For the rest of us, bathrooms are a double-edged sword. They’re rife with potential embarrassments and inconveniences, but they are also often our only respite from the harsh realities of office existence. We relieve ourselves in them, yes, but we also cry in them. We laugh at memes in them, we fix our makeup in them, and text our friends from them. But for a space that plays such an integral part in our day-to-day lives, it seems most companies don’t think too much about bathrooms. Emily Strachan, associate director of SquareFoot, a commercial real estate start-up, says for most companies she works with, “Bathrooms are always the 11th-hour issue, never the first issue. No one thinks about it.”

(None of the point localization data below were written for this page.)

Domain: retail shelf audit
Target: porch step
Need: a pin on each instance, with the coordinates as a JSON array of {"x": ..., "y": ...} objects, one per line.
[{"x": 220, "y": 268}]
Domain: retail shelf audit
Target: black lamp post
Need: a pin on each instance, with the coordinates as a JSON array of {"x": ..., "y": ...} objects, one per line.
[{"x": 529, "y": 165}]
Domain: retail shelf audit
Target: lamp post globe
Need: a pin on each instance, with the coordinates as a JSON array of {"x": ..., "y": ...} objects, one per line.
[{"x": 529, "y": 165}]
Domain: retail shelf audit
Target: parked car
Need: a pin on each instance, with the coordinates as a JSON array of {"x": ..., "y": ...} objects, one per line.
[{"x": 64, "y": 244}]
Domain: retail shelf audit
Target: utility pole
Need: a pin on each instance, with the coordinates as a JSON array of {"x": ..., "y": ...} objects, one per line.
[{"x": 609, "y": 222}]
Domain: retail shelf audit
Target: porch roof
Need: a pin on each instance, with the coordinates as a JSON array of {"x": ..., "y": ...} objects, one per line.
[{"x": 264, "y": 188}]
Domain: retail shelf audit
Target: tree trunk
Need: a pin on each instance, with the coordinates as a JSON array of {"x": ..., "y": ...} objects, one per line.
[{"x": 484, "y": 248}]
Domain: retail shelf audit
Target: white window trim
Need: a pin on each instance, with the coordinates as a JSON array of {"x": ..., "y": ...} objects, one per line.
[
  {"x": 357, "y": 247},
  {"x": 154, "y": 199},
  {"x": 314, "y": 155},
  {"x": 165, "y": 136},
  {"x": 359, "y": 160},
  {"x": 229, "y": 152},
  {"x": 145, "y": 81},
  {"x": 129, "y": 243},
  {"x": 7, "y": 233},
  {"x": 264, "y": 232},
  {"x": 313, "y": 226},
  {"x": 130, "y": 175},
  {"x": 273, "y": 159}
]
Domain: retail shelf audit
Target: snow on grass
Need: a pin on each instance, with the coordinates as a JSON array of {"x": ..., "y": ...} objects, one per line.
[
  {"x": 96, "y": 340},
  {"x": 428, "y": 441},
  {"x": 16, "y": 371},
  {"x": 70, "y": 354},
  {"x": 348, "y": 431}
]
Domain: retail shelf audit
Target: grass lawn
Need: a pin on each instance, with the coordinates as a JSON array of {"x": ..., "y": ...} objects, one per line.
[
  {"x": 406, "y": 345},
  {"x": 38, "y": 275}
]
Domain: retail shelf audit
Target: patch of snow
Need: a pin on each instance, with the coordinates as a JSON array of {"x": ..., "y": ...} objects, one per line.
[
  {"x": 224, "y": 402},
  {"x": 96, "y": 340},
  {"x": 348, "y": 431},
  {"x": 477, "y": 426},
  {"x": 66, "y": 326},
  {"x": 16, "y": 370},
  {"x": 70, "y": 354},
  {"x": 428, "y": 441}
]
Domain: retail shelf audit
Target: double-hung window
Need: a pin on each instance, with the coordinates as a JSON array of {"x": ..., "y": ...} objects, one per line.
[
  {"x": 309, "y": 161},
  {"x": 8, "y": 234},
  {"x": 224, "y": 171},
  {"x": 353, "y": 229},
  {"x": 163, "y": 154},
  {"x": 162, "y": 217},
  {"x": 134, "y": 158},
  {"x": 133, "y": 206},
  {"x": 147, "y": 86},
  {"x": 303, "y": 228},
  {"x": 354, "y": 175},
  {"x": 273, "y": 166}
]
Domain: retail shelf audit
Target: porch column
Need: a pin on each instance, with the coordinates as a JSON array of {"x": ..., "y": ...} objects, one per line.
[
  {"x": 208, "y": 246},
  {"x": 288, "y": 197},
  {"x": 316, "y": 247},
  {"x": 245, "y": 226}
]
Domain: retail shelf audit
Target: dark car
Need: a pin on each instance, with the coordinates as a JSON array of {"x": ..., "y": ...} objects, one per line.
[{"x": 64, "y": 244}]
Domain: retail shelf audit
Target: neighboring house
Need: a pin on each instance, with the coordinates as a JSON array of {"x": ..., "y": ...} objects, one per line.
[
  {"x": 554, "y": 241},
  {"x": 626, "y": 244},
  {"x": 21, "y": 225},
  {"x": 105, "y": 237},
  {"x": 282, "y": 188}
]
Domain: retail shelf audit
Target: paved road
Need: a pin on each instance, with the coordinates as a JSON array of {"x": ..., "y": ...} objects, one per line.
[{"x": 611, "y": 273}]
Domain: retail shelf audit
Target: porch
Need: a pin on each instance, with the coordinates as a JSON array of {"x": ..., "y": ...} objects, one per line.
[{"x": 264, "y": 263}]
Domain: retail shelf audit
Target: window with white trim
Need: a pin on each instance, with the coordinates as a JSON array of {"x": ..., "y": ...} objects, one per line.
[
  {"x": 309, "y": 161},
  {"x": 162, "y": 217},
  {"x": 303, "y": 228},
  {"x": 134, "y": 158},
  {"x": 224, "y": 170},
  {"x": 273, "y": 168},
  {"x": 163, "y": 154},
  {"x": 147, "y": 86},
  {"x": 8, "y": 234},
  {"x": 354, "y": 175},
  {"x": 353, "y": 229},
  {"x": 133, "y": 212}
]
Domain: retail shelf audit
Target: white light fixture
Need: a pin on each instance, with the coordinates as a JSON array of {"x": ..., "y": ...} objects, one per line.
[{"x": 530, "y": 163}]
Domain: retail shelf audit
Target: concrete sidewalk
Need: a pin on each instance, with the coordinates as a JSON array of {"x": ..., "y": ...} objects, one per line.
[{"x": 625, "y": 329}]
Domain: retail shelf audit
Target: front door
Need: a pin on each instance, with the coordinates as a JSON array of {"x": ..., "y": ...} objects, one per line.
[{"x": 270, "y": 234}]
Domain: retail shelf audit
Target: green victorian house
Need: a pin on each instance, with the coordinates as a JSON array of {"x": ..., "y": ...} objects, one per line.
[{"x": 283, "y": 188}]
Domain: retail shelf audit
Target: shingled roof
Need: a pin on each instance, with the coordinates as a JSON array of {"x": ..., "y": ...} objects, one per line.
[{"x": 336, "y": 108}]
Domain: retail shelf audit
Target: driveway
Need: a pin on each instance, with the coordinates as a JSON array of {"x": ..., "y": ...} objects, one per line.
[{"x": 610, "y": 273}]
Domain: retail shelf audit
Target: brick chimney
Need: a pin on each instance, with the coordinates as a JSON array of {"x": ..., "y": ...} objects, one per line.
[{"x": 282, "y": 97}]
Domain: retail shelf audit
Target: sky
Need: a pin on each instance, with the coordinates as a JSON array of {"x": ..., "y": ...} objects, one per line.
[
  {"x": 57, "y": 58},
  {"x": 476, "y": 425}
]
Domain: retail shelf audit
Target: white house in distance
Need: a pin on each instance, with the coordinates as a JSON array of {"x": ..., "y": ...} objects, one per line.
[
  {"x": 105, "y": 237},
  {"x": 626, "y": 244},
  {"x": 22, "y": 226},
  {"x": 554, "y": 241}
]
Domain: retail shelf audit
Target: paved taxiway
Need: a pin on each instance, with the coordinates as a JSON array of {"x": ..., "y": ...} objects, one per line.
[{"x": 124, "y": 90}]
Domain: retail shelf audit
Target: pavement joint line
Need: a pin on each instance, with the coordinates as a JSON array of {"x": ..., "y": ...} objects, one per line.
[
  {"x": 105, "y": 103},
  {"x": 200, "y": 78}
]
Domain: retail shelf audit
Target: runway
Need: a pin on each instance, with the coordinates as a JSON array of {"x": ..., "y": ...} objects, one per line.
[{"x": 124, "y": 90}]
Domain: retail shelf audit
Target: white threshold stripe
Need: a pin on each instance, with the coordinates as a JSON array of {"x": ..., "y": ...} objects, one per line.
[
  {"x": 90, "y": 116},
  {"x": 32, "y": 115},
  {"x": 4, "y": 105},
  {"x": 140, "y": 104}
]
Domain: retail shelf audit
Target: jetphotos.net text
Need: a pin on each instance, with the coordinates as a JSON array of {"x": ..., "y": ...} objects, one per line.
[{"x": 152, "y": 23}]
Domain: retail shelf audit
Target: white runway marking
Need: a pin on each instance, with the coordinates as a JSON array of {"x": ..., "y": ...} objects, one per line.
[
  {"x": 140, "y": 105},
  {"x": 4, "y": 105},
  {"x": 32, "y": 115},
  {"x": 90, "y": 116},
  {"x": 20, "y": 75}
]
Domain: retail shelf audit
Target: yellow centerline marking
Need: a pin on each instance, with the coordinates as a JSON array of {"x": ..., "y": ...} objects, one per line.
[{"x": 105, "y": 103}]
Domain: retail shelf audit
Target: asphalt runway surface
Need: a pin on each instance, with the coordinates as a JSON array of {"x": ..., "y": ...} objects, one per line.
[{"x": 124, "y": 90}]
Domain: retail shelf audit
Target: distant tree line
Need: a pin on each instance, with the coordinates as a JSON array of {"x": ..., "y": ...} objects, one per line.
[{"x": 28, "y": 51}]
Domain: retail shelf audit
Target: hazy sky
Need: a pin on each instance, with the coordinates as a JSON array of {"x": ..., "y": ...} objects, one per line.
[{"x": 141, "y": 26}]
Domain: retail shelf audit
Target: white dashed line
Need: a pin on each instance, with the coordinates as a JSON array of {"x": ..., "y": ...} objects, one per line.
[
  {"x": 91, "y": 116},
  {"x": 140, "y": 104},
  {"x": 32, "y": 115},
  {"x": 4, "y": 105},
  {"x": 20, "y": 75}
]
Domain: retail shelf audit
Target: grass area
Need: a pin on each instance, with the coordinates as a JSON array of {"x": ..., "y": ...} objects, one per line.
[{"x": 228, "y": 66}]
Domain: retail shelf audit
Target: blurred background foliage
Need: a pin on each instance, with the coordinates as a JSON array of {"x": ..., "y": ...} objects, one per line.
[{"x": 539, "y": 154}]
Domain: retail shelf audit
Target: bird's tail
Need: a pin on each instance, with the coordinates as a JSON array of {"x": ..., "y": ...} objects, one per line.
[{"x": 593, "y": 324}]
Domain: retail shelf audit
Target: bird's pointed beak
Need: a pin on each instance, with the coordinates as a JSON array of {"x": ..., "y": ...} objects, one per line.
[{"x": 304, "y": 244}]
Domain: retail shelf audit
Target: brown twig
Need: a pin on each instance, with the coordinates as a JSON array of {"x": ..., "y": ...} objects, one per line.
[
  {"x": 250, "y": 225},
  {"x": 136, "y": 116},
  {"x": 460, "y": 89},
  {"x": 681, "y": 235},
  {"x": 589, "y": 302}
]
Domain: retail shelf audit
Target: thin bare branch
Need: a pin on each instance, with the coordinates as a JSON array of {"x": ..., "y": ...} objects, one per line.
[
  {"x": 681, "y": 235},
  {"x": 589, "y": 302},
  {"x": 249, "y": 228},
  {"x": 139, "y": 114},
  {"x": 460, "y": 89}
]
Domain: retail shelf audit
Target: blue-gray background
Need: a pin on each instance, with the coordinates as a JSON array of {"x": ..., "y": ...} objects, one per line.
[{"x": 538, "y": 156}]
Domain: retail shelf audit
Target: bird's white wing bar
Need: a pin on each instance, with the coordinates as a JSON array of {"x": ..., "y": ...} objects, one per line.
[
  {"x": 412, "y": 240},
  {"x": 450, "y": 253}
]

However, Strachan does typically advise clients that they should have at least one toilet for every 20 employees. “If more than 20 people are sharing it, things can get dicey,” she says. Strachan adds: “Company bathrooms should accommodate people’s needs for greater privacy, especially if they might run into a manager there. That can make things awkward for all parties. When an office has a single stall bathroom built in, you will probably get to know each other a bit too well. People have their regular morning routines, and you’re bound to notice who’s running on the same timeline as you are.”

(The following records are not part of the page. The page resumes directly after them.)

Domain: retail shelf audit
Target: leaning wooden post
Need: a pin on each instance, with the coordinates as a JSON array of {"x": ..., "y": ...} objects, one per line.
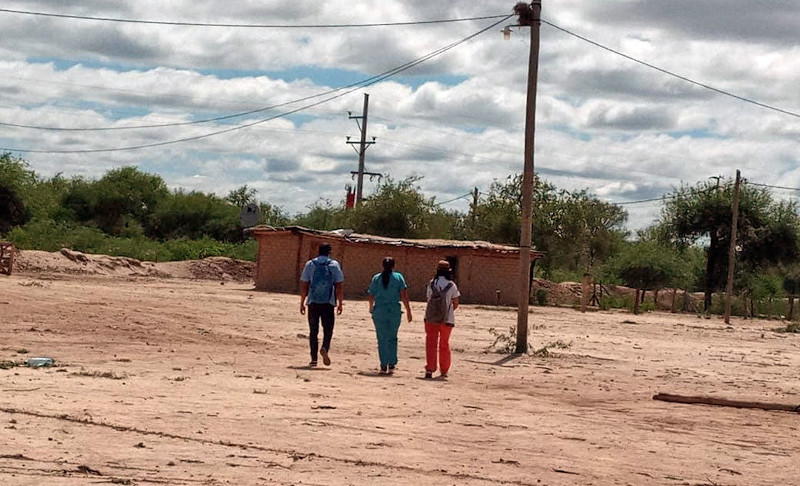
[{"x": 732, "y": 249}]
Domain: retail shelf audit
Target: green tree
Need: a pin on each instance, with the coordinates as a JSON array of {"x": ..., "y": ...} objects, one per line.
[
  {"x": 575, "y": 229},
  {"x": 768, "y": 231},
  {"x": 121, "y": 199},
  {"x": 195, "y": 215},
  {"x": 273, "y": 215},
  {"x": 397, "y": 209},
  {"x": 323, "y": 215}
]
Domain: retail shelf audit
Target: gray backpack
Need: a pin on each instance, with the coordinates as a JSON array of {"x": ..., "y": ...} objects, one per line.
[{"x": 436, "y": 310}]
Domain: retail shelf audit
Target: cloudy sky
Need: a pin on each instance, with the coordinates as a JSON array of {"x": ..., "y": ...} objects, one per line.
[{"x": 624, "y": 131}]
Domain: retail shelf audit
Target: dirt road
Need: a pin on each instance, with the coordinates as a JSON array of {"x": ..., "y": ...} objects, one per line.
[{"x": 167, "y": 381}]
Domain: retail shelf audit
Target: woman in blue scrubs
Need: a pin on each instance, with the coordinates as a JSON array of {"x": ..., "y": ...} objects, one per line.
[{"x": 386, "y": 291}]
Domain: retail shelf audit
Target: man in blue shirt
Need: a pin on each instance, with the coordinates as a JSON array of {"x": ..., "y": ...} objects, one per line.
[{"x": 320, "y": 289}]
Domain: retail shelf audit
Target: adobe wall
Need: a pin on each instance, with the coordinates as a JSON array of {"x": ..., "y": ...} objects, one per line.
[{"x": 479, "y": 274}]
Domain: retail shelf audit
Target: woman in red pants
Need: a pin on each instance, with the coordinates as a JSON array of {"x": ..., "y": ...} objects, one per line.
[{"x": 440, "y": 319}]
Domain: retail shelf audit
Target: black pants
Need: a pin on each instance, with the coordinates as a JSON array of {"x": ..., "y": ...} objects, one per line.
[{"x": 317, "y": 312}]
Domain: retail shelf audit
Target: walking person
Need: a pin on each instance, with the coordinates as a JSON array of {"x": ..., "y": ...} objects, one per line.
[
  {"x": 443, "y": 297},
  {"x": 386, "y": 291},
  {"x": 320, "y": 290}
]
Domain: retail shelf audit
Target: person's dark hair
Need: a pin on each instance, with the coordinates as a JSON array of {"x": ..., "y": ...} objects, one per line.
[{"x": 388, "y": 266}]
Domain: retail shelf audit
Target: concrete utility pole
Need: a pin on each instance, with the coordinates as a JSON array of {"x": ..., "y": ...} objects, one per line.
[
  {"x": 732, "y": 249},
  {"x": 362, "y": 148},
  {"x": 529, "y": 15}
]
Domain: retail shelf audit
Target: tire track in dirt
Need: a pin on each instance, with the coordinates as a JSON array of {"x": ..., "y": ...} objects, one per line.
[{"x": 293, "y": 454}]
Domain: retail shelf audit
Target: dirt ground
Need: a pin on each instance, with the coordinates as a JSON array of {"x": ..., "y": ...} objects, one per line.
[{"x": 202, "y": 382}]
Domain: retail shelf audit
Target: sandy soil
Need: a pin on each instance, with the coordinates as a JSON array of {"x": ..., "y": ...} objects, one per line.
[{"x": 193, "y": 382}]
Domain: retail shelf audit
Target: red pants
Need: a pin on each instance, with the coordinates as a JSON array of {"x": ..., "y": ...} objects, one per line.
[{"x": 437, "y": 337}]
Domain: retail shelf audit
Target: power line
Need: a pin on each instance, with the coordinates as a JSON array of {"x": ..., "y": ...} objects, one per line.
[
  {"x": 670, "y": 73},
  {"x": 353, "y": 87},
  {"x": 256, "y": 26},
  {"x": 454, "y": 199},
  {"x": 772, "y": 186}
]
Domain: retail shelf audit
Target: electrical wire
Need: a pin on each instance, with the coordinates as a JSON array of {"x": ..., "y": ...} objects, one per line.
[
  {"x": 670, "y": 73},
  {"x": 352, "y": 87},
  {"x": 251, "y": 26}
]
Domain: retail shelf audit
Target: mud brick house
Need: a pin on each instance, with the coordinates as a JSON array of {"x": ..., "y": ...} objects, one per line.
[{"x": 485, "y": 273}]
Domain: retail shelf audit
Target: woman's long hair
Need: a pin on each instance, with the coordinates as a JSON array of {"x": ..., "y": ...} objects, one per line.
[{"x": 388, "y": 267}]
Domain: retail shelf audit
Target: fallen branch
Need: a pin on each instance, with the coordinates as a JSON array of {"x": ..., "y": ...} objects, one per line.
[{"x": 723, "y": 402}]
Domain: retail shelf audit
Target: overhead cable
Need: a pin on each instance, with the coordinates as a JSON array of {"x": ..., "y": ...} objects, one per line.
[
  {"x": 670, "y": 73},
  {"x": 249, "y": 26},
  {"x": 353, "y": 87}
]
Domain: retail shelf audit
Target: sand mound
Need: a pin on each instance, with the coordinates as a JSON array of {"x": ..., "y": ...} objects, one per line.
[{"x": 76, "y": 263}]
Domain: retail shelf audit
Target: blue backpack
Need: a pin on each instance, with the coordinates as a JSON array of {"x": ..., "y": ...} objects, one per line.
[{"x": 321, "y": 283}]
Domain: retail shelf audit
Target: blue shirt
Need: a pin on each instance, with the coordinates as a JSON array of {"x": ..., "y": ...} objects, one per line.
[
  {"x": 308, "y": 272},
  {"x": 390, "y": 295}
]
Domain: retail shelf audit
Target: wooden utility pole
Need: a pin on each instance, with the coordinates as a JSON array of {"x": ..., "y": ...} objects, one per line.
[
  {"x": 732, "y": 249},
  {"x": 362, "y": 148},
  {"x": 529, "y": 15}
]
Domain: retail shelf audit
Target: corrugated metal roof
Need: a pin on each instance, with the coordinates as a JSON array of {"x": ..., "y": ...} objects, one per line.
[{"x": 383, "y": 240}]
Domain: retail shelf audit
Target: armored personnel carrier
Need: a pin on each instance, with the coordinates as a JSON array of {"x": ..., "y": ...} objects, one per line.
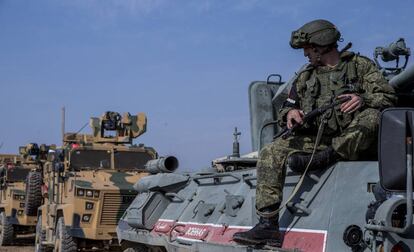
[
  {"x": 15, "y": 201},
  {"x": 340, "y": 208},
  {"x": 88, "y": 184}
]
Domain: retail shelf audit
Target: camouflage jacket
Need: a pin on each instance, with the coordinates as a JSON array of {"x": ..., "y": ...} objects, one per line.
[{"x": 317, "y": 86}]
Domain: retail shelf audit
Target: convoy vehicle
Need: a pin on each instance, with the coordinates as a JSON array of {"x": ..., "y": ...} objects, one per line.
[
  {"x": 349, "y": 206},
  {"x": 16, "y": 205},
  {"x": 88, "y": 184}
]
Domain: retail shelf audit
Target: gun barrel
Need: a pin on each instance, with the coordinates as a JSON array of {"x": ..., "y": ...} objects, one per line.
[
  {"x": 404, "y": 81},
  {"x": 162, "y": 165}
]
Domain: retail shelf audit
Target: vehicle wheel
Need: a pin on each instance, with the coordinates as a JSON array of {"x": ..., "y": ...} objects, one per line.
[
  {"x": 40, "y": 236},
  {"x": 64, "y": 242},
  {"x": 137, "y": 249},
  {"x": 6, "y": 230},
  {"x": 33, "y": 193}
]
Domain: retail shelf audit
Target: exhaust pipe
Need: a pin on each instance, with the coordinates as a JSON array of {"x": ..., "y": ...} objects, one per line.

Some companies seem to be taking steps to mitigate potential discomfort. WeWork bathrooms, for example, have spacious, floor-to-ceiling stalls and even make use of music, which can help people feel more comfortable and mitigate the awkwardness of sitting next to someone trying to do your business in an otherwise silent environment.
“I’ve thought that all public restrooms need to be renovated so that you have complete privacy from top to bottom,” argues Dr. Leno. “Most designs are really old school and just not there. The attitude is you’re in public and you don’t need privacy, but since going to the bathroom is so personal, it is that space you have for quiet time, and you really don’t want to be bothered.”
But would we so ravenously crave bathroom solitude if we felt we could access that in other places? For the introvert — or just the person having a bad day — the open-plan office can feel especially punishing. Perhaps that’s part of the reason that backlash to them seems to be brewing. What’s more, a 2018 Harvard study showed that they make teams significantly less productive. Meanwhile, there’s a push for gender neutralisation in bathrooms, both of which could lead companies to re-think the physical structure of restrooms.
For now, though, the silver lining may be that there’s something humanising about drying your hands opening the door to leave the bathroom only to hear someone finally, in your soon-to-be absence, clicking out of their stall. If no one’s above self-conscious stall-lurking, then perhaps we’re all a lot more similar than it sometimes seems.